Was also könnte uns Pearl bieten, außer einer weiteren auf Thrill gebürsteten Schauergeschichte? Die Story beginnt wenig vielversprechend. Clark ist ein nervöser Charakter, offensichtlich zwischen der prosaischen Wirklichkeit und der flirrenden Gedankenwelt hin und her gerissen. Damit soll eine Art Poe’sches Seelenambiente geschaffen werden, es ist jedoch ein wenig zu durchsichtig inszeniert. Aber nach und nach bekommt Pearl seinen Stoff in den Griff. Clarks Suche nach der Wahrheit konzentriert sich weniger auf diese Wahrheit selbst, sondern schiebt den Wettbewerb der beiden Dupin-Anwärter in den Mittelpunkt. Introvertierte Deduktion versus extrovertierter Aktionismus. Daraus entwickelt sich schnell eine turbulente Handlung mit allen Ingredienzien von Kriminalliteratur. Ventiliert wird nicht mehr die ursprüngliche Frage des „Wie starb Poe?“, sondern ein krimitypisches „Wer macht da was aus welchem Grund?“.
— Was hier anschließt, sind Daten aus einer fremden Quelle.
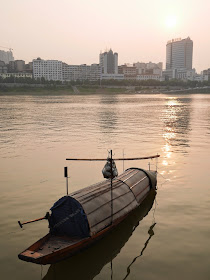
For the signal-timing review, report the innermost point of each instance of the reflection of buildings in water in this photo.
(107, 113)
(89, 263)
(151, 233)
(176, 118)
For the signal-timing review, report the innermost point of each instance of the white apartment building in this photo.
(81, 72)
(112, 76)
(16, 75)
(179, 53)
(149, 68)
(109, 62)
(146, 77)
(6, 56)
(49, 69)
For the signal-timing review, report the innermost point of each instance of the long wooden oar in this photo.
(36, 220)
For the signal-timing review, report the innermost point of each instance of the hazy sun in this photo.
(171, 21)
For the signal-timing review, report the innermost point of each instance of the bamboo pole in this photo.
(104, 159)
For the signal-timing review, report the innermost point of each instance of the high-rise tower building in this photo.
(6, 56)
(109, 62)
(179, 54)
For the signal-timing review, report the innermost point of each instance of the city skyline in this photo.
(75, 32)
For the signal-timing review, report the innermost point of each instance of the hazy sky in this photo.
(76, 31)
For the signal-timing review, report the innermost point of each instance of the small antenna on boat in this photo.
(66, 175)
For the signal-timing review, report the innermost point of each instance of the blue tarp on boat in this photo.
(68, 218)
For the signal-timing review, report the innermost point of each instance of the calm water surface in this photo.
(37, 134)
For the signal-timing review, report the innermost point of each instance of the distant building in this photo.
(146, 77)
(109, 62)
(179, 53)
(81, 72)
(3, 67)
(6, 56)
(48, 69)
(130, 72)
(19, 65)
(149, 68)
(16, 75)
(206, 73)
(112, 76)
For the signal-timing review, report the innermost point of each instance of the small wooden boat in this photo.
(105, 250)
(80, 219)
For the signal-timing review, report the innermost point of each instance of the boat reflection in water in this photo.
(89, 263)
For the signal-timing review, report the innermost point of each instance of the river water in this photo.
(37, 134)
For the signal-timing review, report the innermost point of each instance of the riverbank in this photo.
(20, 89)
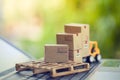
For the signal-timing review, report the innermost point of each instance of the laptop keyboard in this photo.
(28, 75)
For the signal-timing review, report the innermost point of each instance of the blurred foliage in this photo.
(103, 16)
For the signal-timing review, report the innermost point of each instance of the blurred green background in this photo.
(30, 24)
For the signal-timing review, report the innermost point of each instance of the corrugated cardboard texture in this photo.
(85, 40)
(56, 53)
(74, 28)
(84, 30)
(75, 55)
(72, 40)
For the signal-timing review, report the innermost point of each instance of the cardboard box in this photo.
(75, 55)
(76, 28)
(84, 30)
(56, 53)
(72, 40)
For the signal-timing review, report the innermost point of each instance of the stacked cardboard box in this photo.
(56, 53)
(83, 29)
(71, 45)
(77, 37)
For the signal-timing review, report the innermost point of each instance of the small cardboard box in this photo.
(56, 53)
(84, 30)
(72, 40)
(76, 28)
(75, 55)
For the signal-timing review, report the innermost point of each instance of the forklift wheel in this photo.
(98, 57)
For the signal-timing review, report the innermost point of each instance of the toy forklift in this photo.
(66, 57)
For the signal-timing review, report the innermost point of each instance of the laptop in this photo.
(10, 55)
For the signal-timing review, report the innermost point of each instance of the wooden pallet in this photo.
(56, 69)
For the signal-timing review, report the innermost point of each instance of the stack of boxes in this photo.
(76, 36)
(71, 45)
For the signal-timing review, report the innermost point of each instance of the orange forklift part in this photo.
(56, 69)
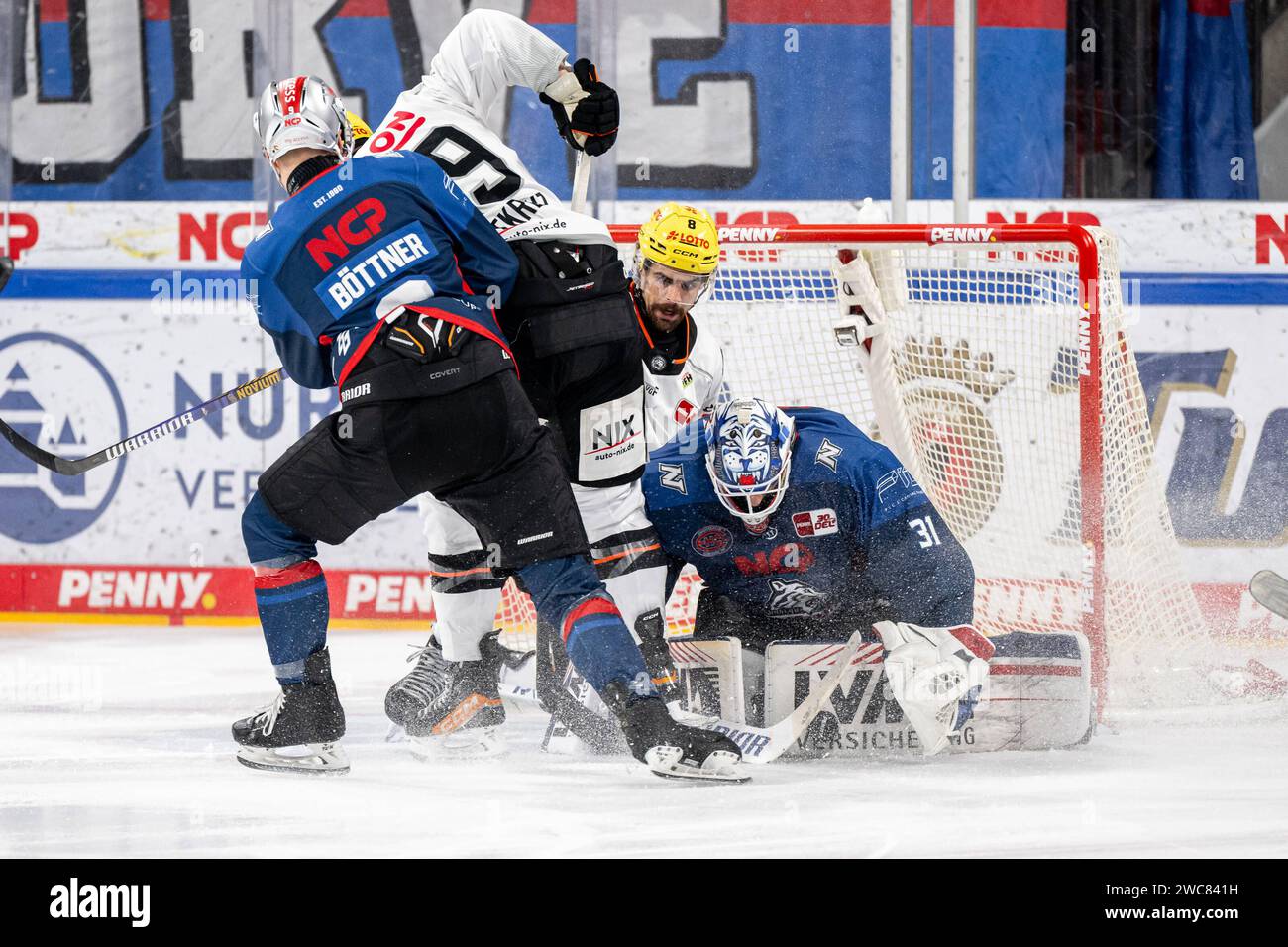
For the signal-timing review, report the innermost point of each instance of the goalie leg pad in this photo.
(936, 676)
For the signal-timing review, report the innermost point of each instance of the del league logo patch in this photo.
(711, 540)
(814, 522)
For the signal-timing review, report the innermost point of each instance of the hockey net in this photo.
(1000, 372)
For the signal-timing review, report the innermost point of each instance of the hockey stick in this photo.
(767, 744)
(73, 468)
(581, 182)
(1270, 589)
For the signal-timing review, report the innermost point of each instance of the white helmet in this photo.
(301, 112)
(750, 459)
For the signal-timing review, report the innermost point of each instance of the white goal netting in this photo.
(980, 377)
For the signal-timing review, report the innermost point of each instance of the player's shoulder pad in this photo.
(829, 445)
(677, 472)
(832, 447)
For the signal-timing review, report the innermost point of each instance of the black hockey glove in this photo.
(587, 120)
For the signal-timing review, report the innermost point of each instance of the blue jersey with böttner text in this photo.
(391, 227)
(854, 535)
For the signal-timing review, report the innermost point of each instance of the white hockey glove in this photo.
(935, 676)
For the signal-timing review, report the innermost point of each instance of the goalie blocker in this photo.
(1035, 696)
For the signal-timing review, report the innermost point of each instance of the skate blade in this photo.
(469, 744)
(312, 759)
(720, 766)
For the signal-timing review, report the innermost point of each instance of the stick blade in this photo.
(1270, 589)
(51, 462)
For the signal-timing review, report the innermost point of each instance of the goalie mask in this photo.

Eine Analyse des Poeschen Werks steht nicht zu erwarten. Was historisch verbürgt ist, verknüpft Pearl geschickt mit seiner Fiktion. Man nennt solche Romane auch „prall“; sie vertrauen auf die Kraft des Narrativen, möchten gut unterhalten, Atmosphäre vermitteln, interessante Charaktere und Situationen erschaffen. Das gelingt Pearl wenigstens teilweise. Ein Manko bleibt bis zum Schluss die Figur seines Protagonisten Clark. Er ist eben nicht nur nervös, er nervt auch mit seiner Exaltiertheit und Naivität. An manchen Stellen hat man zudem den Verdacht, Pearl versuche ernsthaft, in Konkurrenz zu den großen Autoren der „prallen Romane“ zu treten, zu Charles Dickens etwa. Was scheitern muss und auch scheitert. Bei Pearl wirkt das alles ein wenig zu pittoresk, zu gewollt. Also kein großer Wurf, allenfalls guter Erzähldurchschnitt für behaglich-oberflächliche Lektürestunden.

Die eigentliche Frage, wie denn nun Poe ums Leben gekommen ist, beantwortet Pearl wenig spektakulär. Er hält sich auch hier an die Fakten und entwickelt seine Version streng nach den Maßstäben des Poeschen Detektivs. Das ist angemessen. Wer allerdings wissen möchte, wie Poe GELEBT hat und warum er ewig in seinem Werk weiterleben wird, der wird es schon lesen müssen, dieses Werk.

Matthew Pearl: Die Stunde des Raben. 
Droemer / Knaur 2007
(Original: “The Poe Shadow“, 2006, deutsch von Karl-Heinz Ebnet).